Even if a female leader experiences a few lunches alone, teamwork and collaboration remain vital to successful project completion. “It’s important to discern between the perception of collaboration vs. weakness,” Wescott reminded us. “I do believe that, in some cases, these two qualities can be confused.”
Adding team members to a project does not have to be perceived as an inability to complete a project on your own. The paving industry isn’t conducive to working alone all the time. In QC/QA, some tests require working alone, and then the team puts in a collaborative effort where all members of the crew can shine. Wescott shared one project in particular that was challenging, yet successfully executed through a great effort of “planning, communication, teamwork.”
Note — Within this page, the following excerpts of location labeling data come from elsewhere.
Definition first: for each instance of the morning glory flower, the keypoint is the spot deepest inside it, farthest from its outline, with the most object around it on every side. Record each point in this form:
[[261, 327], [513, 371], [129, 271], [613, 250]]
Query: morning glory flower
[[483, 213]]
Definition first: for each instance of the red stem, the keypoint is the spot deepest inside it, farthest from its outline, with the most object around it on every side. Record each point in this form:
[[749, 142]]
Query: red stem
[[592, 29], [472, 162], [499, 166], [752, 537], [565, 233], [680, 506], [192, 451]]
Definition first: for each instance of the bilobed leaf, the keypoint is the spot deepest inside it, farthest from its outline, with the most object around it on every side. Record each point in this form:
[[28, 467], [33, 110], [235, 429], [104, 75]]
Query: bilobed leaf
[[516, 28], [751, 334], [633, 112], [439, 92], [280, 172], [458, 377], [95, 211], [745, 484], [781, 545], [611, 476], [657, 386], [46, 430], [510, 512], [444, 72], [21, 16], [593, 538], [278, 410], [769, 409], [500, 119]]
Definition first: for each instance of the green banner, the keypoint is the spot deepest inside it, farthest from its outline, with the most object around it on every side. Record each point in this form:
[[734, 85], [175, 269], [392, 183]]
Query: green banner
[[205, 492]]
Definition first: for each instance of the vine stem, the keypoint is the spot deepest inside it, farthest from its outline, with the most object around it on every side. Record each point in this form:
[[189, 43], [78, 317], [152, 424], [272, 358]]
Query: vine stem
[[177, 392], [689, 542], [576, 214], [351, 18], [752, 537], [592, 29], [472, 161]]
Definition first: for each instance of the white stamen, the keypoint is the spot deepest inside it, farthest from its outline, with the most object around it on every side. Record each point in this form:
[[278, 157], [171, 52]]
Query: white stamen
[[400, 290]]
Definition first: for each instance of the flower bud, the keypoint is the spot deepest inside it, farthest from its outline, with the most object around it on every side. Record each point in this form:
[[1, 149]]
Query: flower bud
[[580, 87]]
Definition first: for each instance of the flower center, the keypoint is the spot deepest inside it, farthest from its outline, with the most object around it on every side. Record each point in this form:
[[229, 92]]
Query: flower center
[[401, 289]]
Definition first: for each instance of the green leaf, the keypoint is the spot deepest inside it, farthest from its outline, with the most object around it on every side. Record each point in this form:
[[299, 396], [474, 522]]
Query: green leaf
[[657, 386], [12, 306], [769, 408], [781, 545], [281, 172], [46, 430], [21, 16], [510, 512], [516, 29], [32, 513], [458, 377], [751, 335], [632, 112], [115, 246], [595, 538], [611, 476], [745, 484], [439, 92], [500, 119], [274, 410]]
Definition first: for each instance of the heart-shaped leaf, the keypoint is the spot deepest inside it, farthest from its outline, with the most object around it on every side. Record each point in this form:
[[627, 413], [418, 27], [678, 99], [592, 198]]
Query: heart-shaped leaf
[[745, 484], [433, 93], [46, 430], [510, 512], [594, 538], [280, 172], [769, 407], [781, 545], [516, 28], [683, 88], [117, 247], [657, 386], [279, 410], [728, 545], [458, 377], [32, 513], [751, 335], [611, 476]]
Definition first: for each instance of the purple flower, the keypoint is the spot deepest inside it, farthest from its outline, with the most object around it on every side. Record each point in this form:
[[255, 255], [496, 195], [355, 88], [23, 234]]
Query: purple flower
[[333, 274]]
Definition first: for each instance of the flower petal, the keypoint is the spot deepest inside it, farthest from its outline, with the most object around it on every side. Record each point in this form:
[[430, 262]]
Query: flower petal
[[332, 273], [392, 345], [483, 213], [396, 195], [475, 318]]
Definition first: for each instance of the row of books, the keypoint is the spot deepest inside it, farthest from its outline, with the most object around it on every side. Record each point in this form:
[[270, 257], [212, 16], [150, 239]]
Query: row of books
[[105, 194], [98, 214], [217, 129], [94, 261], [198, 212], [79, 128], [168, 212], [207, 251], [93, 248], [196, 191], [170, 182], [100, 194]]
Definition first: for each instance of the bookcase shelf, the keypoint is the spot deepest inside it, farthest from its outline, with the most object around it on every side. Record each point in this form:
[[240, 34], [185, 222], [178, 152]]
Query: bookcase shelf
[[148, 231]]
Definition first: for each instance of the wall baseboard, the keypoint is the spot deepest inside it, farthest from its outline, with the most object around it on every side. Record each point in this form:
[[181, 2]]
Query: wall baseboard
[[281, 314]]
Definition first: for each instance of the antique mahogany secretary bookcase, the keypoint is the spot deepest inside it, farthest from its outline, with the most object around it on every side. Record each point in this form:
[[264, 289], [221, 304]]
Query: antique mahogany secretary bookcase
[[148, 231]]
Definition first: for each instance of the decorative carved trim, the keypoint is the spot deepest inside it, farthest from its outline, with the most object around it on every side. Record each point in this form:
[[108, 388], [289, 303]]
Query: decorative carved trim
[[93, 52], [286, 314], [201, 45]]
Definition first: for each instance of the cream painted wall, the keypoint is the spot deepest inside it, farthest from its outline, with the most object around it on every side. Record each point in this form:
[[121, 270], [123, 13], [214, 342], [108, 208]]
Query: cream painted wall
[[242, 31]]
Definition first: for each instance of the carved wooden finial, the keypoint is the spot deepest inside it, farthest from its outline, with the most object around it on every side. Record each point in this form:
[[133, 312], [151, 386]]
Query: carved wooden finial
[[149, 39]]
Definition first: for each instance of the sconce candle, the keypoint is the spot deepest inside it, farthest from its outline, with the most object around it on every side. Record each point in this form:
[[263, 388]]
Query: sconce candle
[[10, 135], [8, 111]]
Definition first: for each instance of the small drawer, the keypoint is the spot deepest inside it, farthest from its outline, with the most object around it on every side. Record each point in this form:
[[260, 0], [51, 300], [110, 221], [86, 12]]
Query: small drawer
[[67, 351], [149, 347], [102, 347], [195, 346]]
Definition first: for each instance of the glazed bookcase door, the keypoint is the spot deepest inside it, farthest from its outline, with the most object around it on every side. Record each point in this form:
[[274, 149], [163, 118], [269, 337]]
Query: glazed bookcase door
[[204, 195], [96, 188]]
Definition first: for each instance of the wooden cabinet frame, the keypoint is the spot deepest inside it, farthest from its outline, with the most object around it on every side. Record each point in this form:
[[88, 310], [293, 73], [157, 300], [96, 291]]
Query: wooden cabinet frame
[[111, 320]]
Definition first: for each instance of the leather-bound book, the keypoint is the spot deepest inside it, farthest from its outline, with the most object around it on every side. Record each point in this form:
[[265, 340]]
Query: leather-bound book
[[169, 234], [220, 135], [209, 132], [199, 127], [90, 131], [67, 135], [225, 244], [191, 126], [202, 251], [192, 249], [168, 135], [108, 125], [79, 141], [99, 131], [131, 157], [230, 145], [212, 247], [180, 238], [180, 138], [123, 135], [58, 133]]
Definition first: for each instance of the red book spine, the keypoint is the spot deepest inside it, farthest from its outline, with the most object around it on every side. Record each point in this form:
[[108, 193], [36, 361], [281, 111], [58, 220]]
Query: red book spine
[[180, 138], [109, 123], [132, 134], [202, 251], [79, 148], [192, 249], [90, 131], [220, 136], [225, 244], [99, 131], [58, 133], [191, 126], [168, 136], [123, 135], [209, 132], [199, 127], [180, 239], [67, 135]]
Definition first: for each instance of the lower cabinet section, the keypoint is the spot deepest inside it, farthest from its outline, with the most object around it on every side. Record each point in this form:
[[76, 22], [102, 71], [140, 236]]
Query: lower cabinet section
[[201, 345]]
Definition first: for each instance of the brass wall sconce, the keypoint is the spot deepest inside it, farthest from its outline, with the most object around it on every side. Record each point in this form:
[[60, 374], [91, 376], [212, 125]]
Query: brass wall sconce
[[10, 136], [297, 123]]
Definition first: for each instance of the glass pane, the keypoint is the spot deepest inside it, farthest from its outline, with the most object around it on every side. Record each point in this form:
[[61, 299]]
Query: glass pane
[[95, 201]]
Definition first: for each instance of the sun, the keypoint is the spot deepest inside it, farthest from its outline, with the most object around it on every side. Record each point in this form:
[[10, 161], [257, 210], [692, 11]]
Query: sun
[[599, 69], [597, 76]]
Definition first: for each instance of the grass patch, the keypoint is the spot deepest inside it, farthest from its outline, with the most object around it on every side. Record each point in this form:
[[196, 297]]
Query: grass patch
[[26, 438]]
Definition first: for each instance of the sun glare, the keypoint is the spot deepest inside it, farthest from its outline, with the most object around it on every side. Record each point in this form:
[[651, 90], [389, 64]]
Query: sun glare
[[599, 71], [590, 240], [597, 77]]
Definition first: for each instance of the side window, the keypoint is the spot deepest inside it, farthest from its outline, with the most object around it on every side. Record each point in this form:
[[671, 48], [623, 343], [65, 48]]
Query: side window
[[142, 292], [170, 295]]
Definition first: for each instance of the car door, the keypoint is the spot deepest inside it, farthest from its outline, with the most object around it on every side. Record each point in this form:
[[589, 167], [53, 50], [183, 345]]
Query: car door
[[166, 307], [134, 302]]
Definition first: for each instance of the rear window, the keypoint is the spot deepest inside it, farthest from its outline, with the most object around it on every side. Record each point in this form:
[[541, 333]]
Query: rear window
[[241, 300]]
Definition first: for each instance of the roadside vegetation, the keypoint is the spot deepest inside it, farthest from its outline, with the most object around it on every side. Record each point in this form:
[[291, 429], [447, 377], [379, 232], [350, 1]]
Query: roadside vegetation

“So many challenging projects! I can choose one that was a pilot project for the NHDOT on a limited access highway about 10 years ago. It utilized several different mixes with several different polymer modified asphalts, different gradations, and different install techniques. First, we did our homework! We visited with other agencies and contractors who had related ongoing trials. We spent a great deal of time with our agency partner hashing out project details prior to starting the project.
We assembled the best in-house team we could from project management to production crews and quality control. We shared knowledge, research, and experience; then set up pre-construction, pre-pave, and pre-shift meetings to enhance communication. Several times during the project we met to discuss challenges and successes, again drawing from many sources for problem solving. All stakeholders kept good records, which we rolled into a post project meeting and report.”
As an engineer, Wescott is presently looking to take a next step in the industry. “These are important times as we move toward balanced mix design and end result testing,” she said. “I would like to apply my field experience to learning, writing and teaching about this cutting edge.”
Wescott has the benefit of a quality program skill set to help her with that next step. She listed the strengths of she’s bringing to the table: “Team-building skills, well-rounded experience, current technical knowledge and strong contacts with members of the industry/agency/academia triangle. Quality should be a value-added function. So, knowledge of basic business principles help to stay within budget constraints and improve margins.”
AsphaltPro: It’s a fact that asphalt work can be hot and dirty at times. How do you respond to people who say it’s a dirty job?
Mary Wescott: There are lots of dirty jobs—parenting, nursing, gardening. I do this work because it suits me, gives me the satisfaction of contributing to the country’s infrastructure, and it can’t very well be outsourced. I could go on and on. I love what I do.
AsphaltPro: What do you think is an incorrect perception that we, as an industry, can re-educate young people about to encourage more women to consider a career in the asphalt business?
Mary Wescott: What we do is fun and very satisfying. The folks you work with everyday are hard-working and don’t really have time to pick on anyone who shows up willing to hold her own. This is not an industry where you have to show up ready to fight for your place. Rather, it’s an extremely fair-minded industry where you show up ready to earn your place. If you bring a willingness to listen and be part of a team, you’ll do well, and go home tired but satisfied at the end of the day.
AsphaltPro: What is the most rewarding aspect for you of being in the asphalt business?
Mary Wescott: Working with good people, contributing to the nation’s infrastructure, and being respected for my work.